CHICAGO (CBS) -- Mayor Rahm Emanuel will seek a massive property tax hike later this month, as he seeks to shore up police and firefighter pension funds, and close a $750 million budget hole.

Several City Council sources said the mayor and his budget office have told aldermen he plans to raise property taxes by $500 million next year – with $450 million pegged for police and firefighter pensions, and $50 million for a school construction program. It would be the largest property tax hike in modern history in Chicago.

The property tax hike would mean the owner of a $250,000 home would see his or her property tax bill go up about $500 a year.

Laurence Msall, president of the Civic Federation, a nonpartisan budget watchdog, said the property tax hike is unavoidable if the city is to stabilize its finances.

"It's going to be very difficult for many people, especially in this economic situation we have, but also in terms of the housing market has not fully rebounded in Chicago; but the reality is if the city doesn't bring in new revenue, if it doesn't cut its operations to balance its budget, it faces the potential of a collapse," he said.


Emanuel also plans to impose a $100 million garbage collection fee for single-family homes and small apartment buildings. Residential buildings larger than a four-flat already are required to pay for private trash collection.

Sources said the mayor's budget plan could include a number of other taxes, including a $1-per-ride surcharge on taxi rides and ride-sharing services, a tax on e-cigarettes and other smokeless tobacco products, and a new tax on sugary soft drinks. The ride-sharing surcharge was expected to generate about $70 million in revenue, and the smokeless tobacco was expected to generate about $30 million in revenue.

Msall said the city has been spending more money than it brings in for the past decade, and been using "borrowing and accounting gimmicks, and one-time revenue sources to try to fill that gap."

"It's really a day of reckoning for the city of Chicago, and unfortunately for city taxpayers and city residents, it means that we're going to have to pay a lot more than we would have otherwise if we would have balanced our budget according to generally accepted principles," he said.

Msall said the mayor and the aldermen have a big job to do to sell the budget plan to taxpayers.

"The reason why the property tax is so politically sensitive, it's a tax you cannot avoid if you're a property owner, and the reason why the elected officials don't like it is because people do recognize it right away.
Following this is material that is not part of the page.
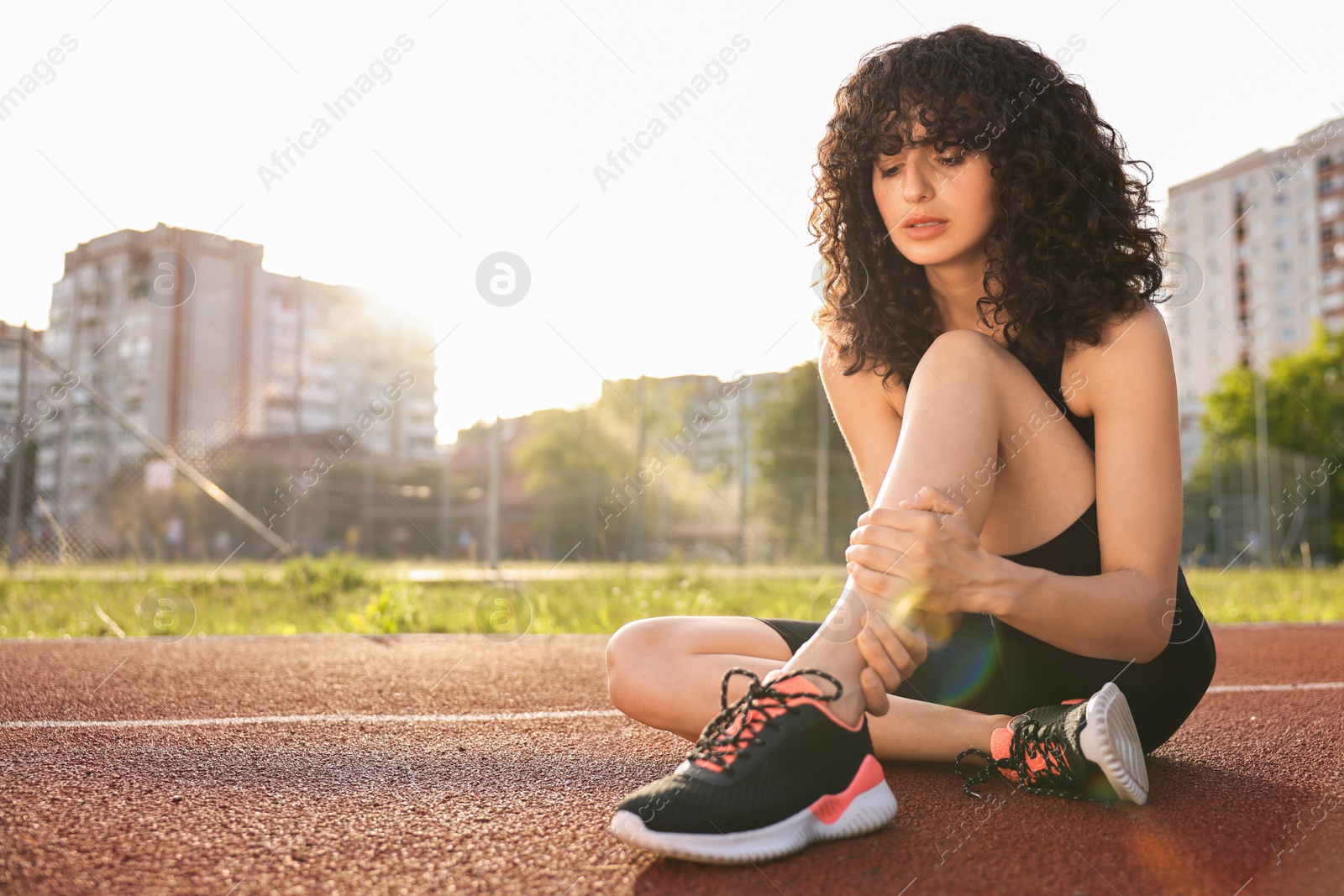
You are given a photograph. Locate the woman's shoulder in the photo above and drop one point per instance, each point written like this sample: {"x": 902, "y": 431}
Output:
{"x": 1129, "y": 342}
It's not a tax on somebody else. It's a tax on the owners, the businesses, and the residents," he said.

Emanuel is scheduled to present his budget plan to the City Council on Sept. 22.
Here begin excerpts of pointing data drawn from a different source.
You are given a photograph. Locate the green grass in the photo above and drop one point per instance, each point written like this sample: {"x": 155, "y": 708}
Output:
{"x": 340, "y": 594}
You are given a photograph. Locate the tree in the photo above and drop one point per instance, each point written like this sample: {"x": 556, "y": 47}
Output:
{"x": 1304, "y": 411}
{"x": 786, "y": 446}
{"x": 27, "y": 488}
The mayor is looking to dig the city out of a hole that has been decades in the making, and get away from risky borrowing practices used by his predecessor, former Mayor Richard M. Daley, leading to large deficits.

"The city faces enormous financial challenges. The city's bond rating is now worst in the country of any major municipality. It's considered junk bond status. It's costing the city an enormous amount of money just to operate and borrow, but it does look like every option is on the table, including the very politically sensitive – but most financially reliable – property tax increase," Msall said.

The mayor was scheduled to host the last of three town hall meetings on the city budget Thursday evening at Wright College, 4300 N. Narragansett Av., and the property tax hike plan likely will be a popular topic among those who attend.